Republican Utah state representative Sheryl Allen has introduced a resolution in the Utah state House calling for any legislation related to gambling — including online gambling — to be left to the state rather than be made subject to federal legislation. The bill being proposed (House Joint Resolution 1) comes in anticipation of negotiations between the United States and the World Trade Organization next year which some observers believe could affect federal online gambling legislation.
Utah is currently one of only two states (along with Hawaii) that ban all forms of gambling. Thus would the passage of HJR1 assure that no matter what comes from future negotiations between the U.S. and WTO countries, online gambling would remain illegal in Utah.
"It's very important that states give input and get involved before agreements get signed by 153 countries," said Allen, referring to the upcoming negotiations. Allen also heads the state's Utah International Trade Commission, which drafted HJR1. "Many see gambling as a moral issue," said Allen said. "But I'm looking at it as a states' rights issue." Allen's comments echo those of Utah Attorney General Mark Shurtleff, who, when addressing the issue back in 2005, argued that "Antigua has no business trying to write Utah's gambling laws."
In 1994, the U.S. signed the General Agreement on Trade in Services (GATS), according to which online gambling falls under the heading of "other recreational services." That agreement came into play in 2003 when Antigua and Barbuda filed a complaint with the WTO to challenge the United States' contention that the 1961 Wire Act could be used to ban online gambling. The WTO ruled against the U.S. in that dispute, and has upheld its ruling through two subsequent appeals, though the U.S. has yet to comply with the ruling in any meaningful form.

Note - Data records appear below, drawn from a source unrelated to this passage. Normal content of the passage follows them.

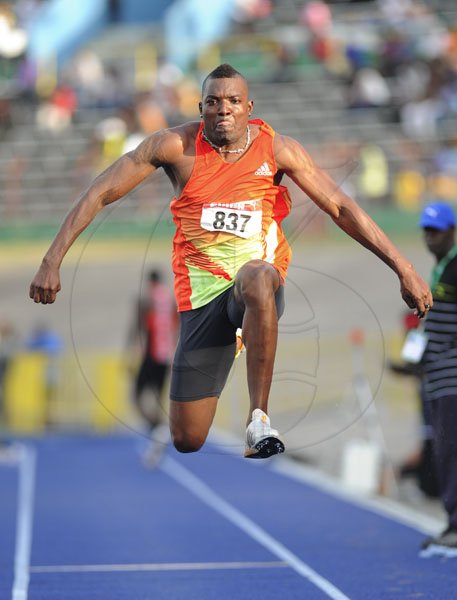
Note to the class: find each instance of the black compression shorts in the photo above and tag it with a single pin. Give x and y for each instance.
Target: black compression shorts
(206, 346)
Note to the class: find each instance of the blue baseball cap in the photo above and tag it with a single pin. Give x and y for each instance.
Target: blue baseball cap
(438, 215)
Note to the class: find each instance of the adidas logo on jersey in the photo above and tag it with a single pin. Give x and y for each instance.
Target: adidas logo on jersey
(264, 169)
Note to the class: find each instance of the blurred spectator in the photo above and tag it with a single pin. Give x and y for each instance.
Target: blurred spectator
(49, 343)
(439, 361)
(8, 348)
(56, 113)
(419, 465)
(368, 89)
(373, 180)
(153, 335)
(247, 13)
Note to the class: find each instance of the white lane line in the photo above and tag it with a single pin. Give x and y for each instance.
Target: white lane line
(380, 505)
(24, 523)
(158, 567)
(197, 487)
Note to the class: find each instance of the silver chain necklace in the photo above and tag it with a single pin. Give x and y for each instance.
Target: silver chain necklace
(237, 151)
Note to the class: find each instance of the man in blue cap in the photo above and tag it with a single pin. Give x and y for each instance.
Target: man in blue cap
(440, 365)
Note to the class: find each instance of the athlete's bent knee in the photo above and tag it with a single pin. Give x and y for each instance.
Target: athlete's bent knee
(186, 443)
(257, 280)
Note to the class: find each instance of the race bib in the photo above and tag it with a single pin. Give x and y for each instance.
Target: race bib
(241, 218)
(414, 346)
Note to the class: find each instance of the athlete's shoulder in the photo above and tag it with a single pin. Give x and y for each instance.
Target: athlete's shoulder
(167, 146)
(289, 152)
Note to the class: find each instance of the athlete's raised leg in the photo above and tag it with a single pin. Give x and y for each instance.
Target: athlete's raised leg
(255, 287)
(190, 422)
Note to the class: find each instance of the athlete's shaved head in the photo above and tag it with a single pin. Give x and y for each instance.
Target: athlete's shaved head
(224, 71)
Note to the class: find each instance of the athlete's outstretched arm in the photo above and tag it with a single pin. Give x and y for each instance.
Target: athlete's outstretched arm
(347, 214)
(111, 185)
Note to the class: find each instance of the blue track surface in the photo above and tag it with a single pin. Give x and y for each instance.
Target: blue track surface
(210, 526)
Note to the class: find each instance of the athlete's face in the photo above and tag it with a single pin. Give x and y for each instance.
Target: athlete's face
(226, 109)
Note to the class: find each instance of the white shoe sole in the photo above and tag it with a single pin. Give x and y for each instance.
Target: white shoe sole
(264, 448)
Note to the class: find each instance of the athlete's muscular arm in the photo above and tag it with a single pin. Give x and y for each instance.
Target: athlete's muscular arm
(163, 147)
(292, 159)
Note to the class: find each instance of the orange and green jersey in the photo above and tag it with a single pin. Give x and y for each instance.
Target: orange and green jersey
(226, 215)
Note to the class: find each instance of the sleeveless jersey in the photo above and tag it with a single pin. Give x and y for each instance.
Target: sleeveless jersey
(226, 215)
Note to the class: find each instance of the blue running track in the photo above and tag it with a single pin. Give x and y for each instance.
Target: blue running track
(82, 519)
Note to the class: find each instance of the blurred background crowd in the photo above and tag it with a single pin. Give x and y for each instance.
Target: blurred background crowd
(371, 84)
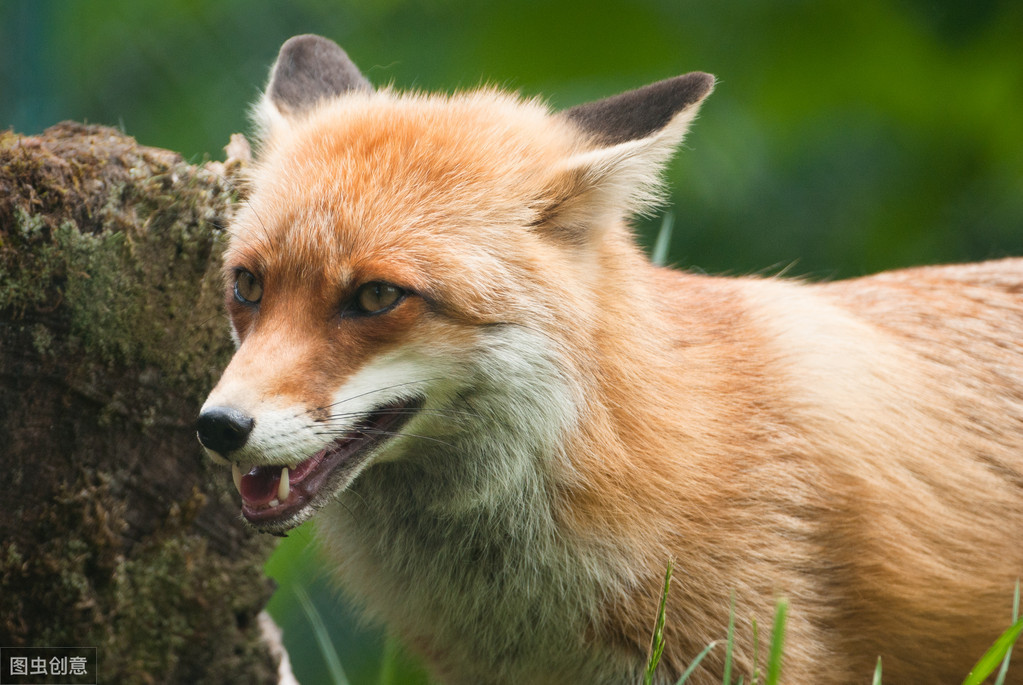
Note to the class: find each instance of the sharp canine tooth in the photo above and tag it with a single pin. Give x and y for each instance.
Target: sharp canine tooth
(284, 487)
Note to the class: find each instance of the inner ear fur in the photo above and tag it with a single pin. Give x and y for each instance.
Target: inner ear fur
(631, 137)
(309, 69)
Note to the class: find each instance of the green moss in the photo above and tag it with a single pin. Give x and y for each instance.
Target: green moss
(170, 595)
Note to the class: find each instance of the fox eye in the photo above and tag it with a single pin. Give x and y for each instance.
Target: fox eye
(376, 298)
(248, 289)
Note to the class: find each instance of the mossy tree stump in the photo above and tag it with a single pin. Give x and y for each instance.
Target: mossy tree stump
(116, 533)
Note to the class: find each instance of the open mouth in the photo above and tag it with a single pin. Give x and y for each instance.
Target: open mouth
(278, 498)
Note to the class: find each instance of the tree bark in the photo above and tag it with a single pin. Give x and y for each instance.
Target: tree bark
(116, 533)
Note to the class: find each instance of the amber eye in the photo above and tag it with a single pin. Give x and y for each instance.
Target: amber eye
(248, 289)
(377, 298)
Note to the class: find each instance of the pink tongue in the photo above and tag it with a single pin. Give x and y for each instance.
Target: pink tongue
(259, 486)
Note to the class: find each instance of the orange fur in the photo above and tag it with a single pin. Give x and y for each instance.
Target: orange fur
(855, 447)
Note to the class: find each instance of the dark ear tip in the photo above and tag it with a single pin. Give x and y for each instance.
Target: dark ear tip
(306, 42)
(702, 82)
(694, 86)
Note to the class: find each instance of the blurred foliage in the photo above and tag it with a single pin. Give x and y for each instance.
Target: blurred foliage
(842, 138)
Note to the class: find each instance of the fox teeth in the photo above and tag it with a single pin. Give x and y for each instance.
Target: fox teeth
(236, 474)
(284, 487)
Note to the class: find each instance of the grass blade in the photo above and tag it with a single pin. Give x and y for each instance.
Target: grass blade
(1016, 614)
(322, 637)
(659, 256)
(695, 664)
(776, 643)
(993, 656)
(657, 641)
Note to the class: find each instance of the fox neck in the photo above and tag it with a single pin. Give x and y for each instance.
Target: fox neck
(479, 523)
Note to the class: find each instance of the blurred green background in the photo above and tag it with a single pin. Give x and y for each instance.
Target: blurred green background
(843, 137)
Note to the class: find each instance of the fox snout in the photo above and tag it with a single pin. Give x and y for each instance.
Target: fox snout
(223, 429)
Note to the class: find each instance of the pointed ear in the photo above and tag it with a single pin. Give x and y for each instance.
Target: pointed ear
(633, 136)
(309, 69)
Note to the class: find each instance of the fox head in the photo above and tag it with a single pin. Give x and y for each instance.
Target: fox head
(417, 280)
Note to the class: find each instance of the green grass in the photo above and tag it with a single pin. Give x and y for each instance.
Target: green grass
(997, 657)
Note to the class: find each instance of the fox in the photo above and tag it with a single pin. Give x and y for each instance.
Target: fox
(506, 421)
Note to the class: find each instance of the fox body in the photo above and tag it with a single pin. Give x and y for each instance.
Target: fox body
(508, 420)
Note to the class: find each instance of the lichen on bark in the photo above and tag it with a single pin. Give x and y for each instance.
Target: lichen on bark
(117, 533)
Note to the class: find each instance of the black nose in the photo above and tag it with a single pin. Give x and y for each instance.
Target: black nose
(223, 429)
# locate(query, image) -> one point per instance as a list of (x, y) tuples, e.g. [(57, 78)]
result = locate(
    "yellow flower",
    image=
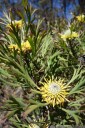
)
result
[(54, 91), (13, 46), (81, 18), (25, 46), (17, 24), (34, 126), (69, 35)]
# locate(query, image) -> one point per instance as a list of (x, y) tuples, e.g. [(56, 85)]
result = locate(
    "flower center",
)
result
[(54, 88)]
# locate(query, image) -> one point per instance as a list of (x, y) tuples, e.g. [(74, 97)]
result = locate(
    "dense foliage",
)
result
[(42, 71)]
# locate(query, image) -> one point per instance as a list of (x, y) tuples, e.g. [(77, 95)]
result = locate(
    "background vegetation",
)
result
[(36, 48)]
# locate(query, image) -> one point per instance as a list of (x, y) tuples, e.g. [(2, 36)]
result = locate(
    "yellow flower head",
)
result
[(25, 46), (69, 35), (13, 46), (17, 24), (54, 91), (81, 18)]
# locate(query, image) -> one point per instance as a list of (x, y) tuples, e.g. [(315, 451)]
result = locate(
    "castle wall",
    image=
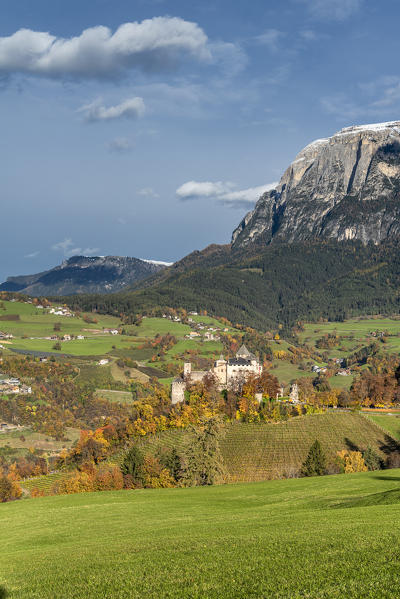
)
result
[(177, 392)]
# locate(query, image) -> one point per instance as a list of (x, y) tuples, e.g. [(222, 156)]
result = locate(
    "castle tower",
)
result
[(178, 391)]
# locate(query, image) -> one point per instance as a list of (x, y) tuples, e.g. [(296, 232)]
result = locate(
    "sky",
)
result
[(148, 128)]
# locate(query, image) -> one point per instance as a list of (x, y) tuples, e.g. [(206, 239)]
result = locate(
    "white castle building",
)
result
[(225, 372)]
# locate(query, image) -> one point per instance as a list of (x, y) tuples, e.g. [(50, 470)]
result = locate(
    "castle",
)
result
[(224, 371)]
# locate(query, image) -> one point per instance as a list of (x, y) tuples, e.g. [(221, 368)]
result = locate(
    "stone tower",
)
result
[(178, 391)]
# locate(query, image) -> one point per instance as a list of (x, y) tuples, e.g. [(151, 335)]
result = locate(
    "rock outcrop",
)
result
[(344, 187), (83, 274)]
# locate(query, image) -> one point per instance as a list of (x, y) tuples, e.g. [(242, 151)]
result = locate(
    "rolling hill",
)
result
[(84, 274), (335, 535), (258, 451)]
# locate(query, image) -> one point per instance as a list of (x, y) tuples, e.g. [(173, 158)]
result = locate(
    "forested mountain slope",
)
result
[(262, 286)]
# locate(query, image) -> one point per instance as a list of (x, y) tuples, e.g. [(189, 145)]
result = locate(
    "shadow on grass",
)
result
[(385, 498), (350, 445)]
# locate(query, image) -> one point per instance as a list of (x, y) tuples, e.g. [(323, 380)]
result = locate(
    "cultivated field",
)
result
[(330, 537), (256, 452)]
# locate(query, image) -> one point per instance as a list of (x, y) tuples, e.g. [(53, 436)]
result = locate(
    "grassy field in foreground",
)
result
[(388, 422), (332, 537)]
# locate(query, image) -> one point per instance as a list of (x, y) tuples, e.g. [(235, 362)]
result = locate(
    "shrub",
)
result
[(372, 459), (9, 490)]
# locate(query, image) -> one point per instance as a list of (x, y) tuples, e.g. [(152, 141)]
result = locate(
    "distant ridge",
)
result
[(344, 187), (84, 274)]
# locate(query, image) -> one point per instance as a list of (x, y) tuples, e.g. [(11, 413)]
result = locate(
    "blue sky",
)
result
[(148, 128)]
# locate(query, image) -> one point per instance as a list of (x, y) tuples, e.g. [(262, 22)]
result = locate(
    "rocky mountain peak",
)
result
[(345, 187)]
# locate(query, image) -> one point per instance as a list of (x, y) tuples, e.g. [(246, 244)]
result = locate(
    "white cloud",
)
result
[(63, 245), (333, 9), (152, 44), (203, 189), (148, 192), (120, 145), (270, 38), (67, 247), (131, 108), (380, 99), (223, 192)]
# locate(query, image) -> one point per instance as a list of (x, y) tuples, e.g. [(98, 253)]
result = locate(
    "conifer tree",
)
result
[(202, 459), (133, 465), (315, 462)]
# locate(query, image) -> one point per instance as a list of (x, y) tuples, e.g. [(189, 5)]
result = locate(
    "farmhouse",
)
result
[(226, 373)]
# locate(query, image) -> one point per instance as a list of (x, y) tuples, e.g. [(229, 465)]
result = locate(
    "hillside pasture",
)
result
[(262, 451), (354, 333), (324, 538), (115, 396), (389, 423)]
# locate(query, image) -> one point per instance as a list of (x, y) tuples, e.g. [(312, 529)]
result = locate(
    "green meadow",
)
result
[(388, 422), (331, 537)]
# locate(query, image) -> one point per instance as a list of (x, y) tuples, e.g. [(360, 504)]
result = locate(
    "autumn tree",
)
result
[(352, 461), (372, 459), (9, 490)]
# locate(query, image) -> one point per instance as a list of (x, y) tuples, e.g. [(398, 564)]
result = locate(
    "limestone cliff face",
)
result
[(344, 187)]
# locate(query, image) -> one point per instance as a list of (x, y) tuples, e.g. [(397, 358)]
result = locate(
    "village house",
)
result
[(5, 335)]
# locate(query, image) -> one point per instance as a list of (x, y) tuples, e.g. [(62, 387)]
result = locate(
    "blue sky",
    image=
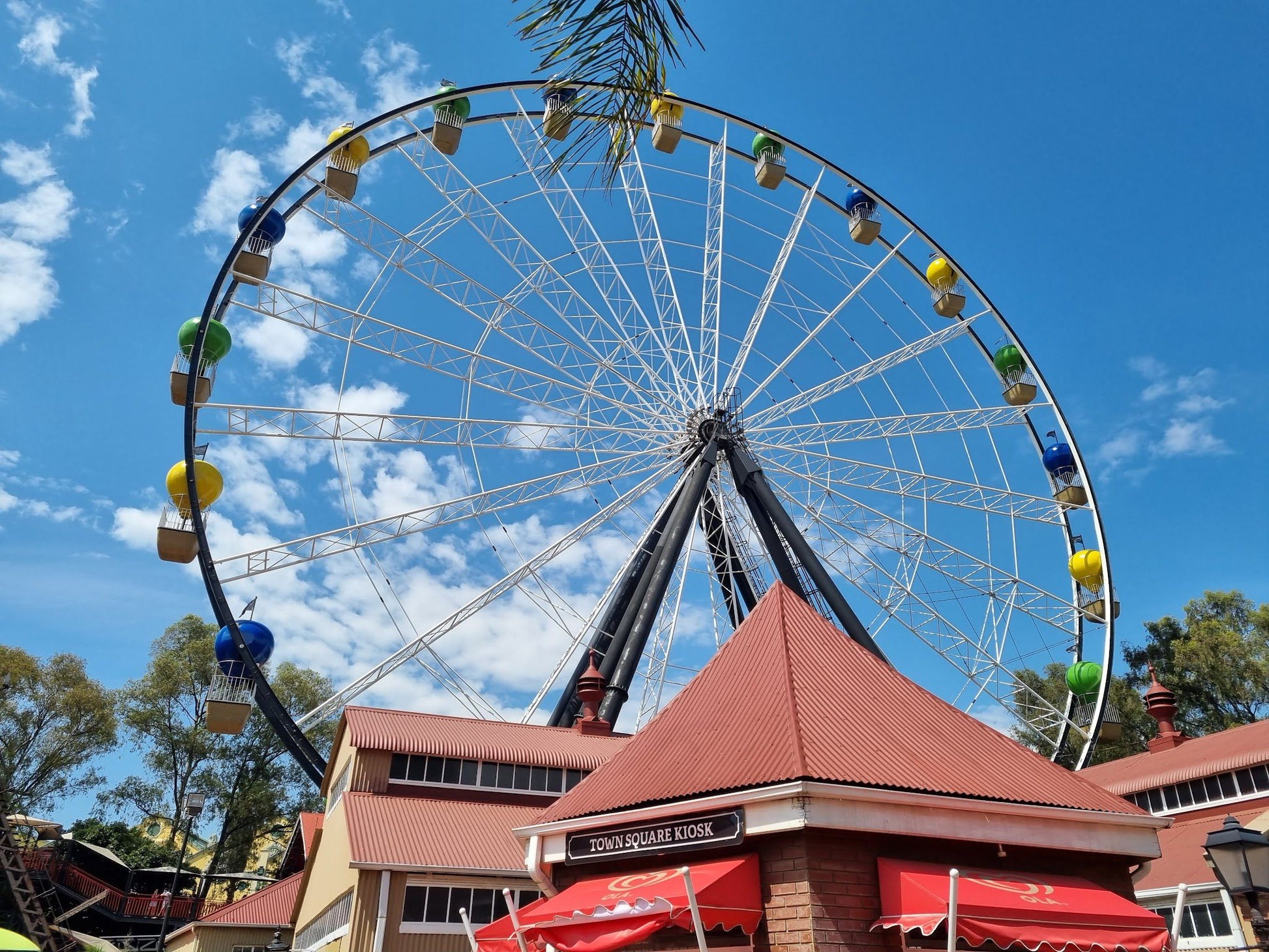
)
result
[(1098, 170)]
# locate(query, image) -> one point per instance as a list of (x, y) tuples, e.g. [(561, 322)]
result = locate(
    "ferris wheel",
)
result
[(638, 409)]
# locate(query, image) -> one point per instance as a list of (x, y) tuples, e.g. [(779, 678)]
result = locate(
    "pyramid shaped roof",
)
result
[(791, 697)]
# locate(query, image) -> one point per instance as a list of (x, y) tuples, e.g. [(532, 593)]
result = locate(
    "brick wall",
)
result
[(820, 889)]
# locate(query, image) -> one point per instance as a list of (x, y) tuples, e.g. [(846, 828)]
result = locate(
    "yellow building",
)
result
[(419, 818)]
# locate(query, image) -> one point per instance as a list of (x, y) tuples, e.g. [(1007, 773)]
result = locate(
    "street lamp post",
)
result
[(1240, 858), (193, 807)]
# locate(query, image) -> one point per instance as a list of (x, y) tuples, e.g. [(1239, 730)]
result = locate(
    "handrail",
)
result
[(138, 905)]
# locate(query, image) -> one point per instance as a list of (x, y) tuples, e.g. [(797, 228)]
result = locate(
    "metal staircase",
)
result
[(23, 891)]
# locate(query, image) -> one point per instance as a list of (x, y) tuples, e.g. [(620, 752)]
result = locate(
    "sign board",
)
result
[(657, 837)]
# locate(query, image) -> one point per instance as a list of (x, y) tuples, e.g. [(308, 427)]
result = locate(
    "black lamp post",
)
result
[(193, 807), (1240, 859)]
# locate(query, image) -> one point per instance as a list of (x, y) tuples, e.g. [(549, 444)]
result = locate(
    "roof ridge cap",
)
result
[(799, 747)]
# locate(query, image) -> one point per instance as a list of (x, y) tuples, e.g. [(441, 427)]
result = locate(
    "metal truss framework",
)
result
[(608, 371)]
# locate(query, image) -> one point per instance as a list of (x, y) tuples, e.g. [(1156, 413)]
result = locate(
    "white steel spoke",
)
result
[(773, 282), (660, 278), (432, 353), (863, 372), (591, 250), (401, 428), (916, 485), (897, 599), (513, 248), (828, 319), (940, 556), (508, 582), (582, 363), (711, 292), (374, 531), (886, 427)]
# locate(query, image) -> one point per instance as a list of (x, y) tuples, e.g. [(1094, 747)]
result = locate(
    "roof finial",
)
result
[(590, 692), (1161, 705)]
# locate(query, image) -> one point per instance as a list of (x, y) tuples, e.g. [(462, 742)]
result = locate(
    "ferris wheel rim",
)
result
[(221, 296)]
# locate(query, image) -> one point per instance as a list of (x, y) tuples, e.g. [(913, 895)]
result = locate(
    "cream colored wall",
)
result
[(329, 876), (396, 941), (371, 771)]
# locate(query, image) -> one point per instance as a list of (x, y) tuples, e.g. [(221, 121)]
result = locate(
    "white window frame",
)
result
[(1167, 899), (453, 928)]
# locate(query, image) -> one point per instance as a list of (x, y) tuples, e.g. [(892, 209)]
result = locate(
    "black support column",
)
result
[(634, 582), (752, 480)]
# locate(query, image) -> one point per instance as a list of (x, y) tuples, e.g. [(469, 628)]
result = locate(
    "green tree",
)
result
[(256, 779), (128, 843), (163, 714), (1216, 661), (1137, 729), (55, 721), (627, 45)]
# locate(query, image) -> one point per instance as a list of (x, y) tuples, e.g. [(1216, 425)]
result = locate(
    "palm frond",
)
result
[(625, 45)]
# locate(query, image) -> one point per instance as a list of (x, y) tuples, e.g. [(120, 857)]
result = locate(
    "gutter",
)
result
[(533, 861)]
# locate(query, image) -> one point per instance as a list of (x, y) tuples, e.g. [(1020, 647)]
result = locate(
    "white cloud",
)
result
[(378, 398), (28, 290), (275, 344), (328, 93), (395, 71), (236, 179), (25, 166), (42, 33), (1188, 429), (300, 145), (335, 7), (40, 216), (1191, 438), (260, 123), (1124, 446)]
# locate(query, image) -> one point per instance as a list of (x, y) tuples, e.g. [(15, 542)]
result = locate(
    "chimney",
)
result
[(590, 692), (1161, 705)]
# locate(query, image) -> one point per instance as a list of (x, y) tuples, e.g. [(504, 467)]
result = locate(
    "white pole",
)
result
[(516, 919), (468, 928), (696, 910), (1178, 912), (953, 887), (381, 922)]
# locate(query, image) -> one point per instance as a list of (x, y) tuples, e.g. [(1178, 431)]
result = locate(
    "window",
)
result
[(1201, 921), (1219, 787), (436, 906), (456, 772)]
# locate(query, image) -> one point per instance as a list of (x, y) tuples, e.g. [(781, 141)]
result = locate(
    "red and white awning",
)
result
[(610, 912), (1050, 913)]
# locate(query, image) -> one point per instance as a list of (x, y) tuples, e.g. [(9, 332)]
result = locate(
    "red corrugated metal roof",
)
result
[(1198, 757), (415, 733), (791, 697), (269, 906), (419, 833), (1182, 854)]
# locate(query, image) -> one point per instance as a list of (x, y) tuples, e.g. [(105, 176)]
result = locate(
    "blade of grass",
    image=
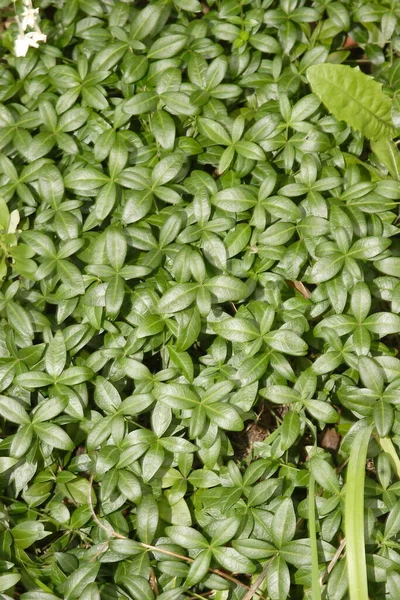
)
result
[(312, 530), (354, 516), (388, 447)]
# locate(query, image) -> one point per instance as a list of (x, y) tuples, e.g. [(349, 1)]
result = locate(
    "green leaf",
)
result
[(213, 131), (286, 341), (187, 537), (7, 463), (53, 435), (234, 200), (353, 97), (231, 560), (388, 154), (163, 128), (225, 416), (13, 411), (278, 579), (8, 580), (142, 102), (199, 568), (147, 516), (283, 523), (179, 297), (79, 580), (236, 330), (56, 355)]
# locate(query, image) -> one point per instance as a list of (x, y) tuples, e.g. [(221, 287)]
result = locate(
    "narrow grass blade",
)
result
[(312, 530), (354, 516)]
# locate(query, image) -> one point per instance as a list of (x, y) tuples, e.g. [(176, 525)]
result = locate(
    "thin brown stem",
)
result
[(115, 534), (254, 588)]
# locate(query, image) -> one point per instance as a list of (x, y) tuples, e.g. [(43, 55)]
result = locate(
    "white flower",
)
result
[(23, 41), (36, 36), (21, 46), (29, 18)]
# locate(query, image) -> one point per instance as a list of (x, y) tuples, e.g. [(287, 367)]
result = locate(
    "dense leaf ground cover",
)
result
[(200, 298)]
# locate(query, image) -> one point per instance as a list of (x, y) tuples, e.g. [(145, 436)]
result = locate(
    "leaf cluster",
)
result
[(194, 252)]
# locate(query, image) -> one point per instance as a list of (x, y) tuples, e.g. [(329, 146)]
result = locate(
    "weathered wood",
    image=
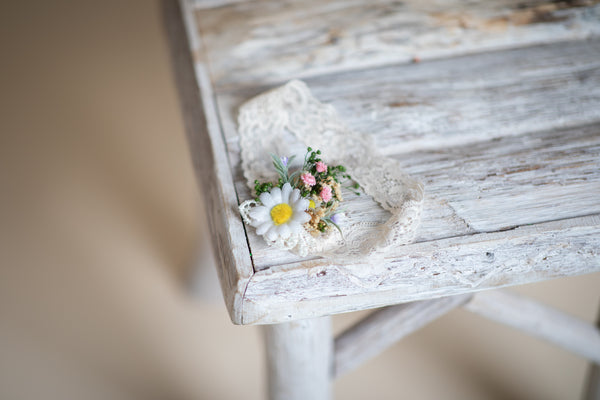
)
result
[(426, 270), (592, 390), (539, 320), (488, 186), (262, 42), (500, 160), (382, 328), (498, 138), (299, 359), (210, 162)]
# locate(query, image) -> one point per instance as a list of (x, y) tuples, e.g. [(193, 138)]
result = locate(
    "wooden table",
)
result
[(494, 106)]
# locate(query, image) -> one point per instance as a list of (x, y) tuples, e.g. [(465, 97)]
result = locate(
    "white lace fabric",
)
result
[(286, 120)]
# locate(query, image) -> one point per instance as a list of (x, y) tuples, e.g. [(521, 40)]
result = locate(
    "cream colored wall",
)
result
[(99, 217)]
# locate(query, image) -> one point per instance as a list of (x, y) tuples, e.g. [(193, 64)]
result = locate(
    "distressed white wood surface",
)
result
[(261, 42), (592, 390), (420, 271), (539, 320), (299, 359), (382, 328), (506, 142), (511, 145), (211, 165)]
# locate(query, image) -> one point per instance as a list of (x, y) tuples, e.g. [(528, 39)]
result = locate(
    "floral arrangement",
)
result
[(306, 199)]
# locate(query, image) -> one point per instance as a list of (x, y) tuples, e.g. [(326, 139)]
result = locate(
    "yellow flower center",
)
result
[(281, 213)]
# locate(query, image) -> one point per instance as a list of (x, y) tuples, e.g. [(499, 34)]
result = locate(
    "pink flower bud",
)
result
[(325, 193), (321, 167), (308, 179)]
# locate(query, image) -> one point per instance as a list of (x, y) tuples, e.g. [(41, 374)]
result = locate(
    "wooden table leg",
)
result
[(299, 359)]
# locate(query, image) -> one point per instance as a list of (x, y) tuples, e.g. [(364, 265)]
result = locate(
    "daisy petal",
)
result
[(267, 200), (271, 234), (284, 231), (294, 196), (285, 192), (301, 217), (276, 195), (260, 214), (264, 228), (295, 226)]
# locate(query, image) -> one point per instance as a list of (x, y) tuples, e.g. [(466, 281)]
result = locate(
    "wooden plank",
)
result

Following the passage of the Unlawful Internet Gambling Enforcement Act of 2006, Antigua and Barbuda additionally sought sanctions against the U.S. after the WTO found the UIGEA had violated trade agreements. The small Caribbean islands had asked for $3.4 billion in compensation for lost revenue from online gambling, though only received an annual $21 million judgment, specifically connected to horseracing market violations, following a WTO ruling in December 2007.
Whatever comes of future negotiations between the U.S. and other WTO countries in the coming year, online gambling is sure to be a focus, and Allen's proposed bill certainly highlights the issue of states' rights amid the ever-complicated web of federal laws and international trade agreements concerning online gambling.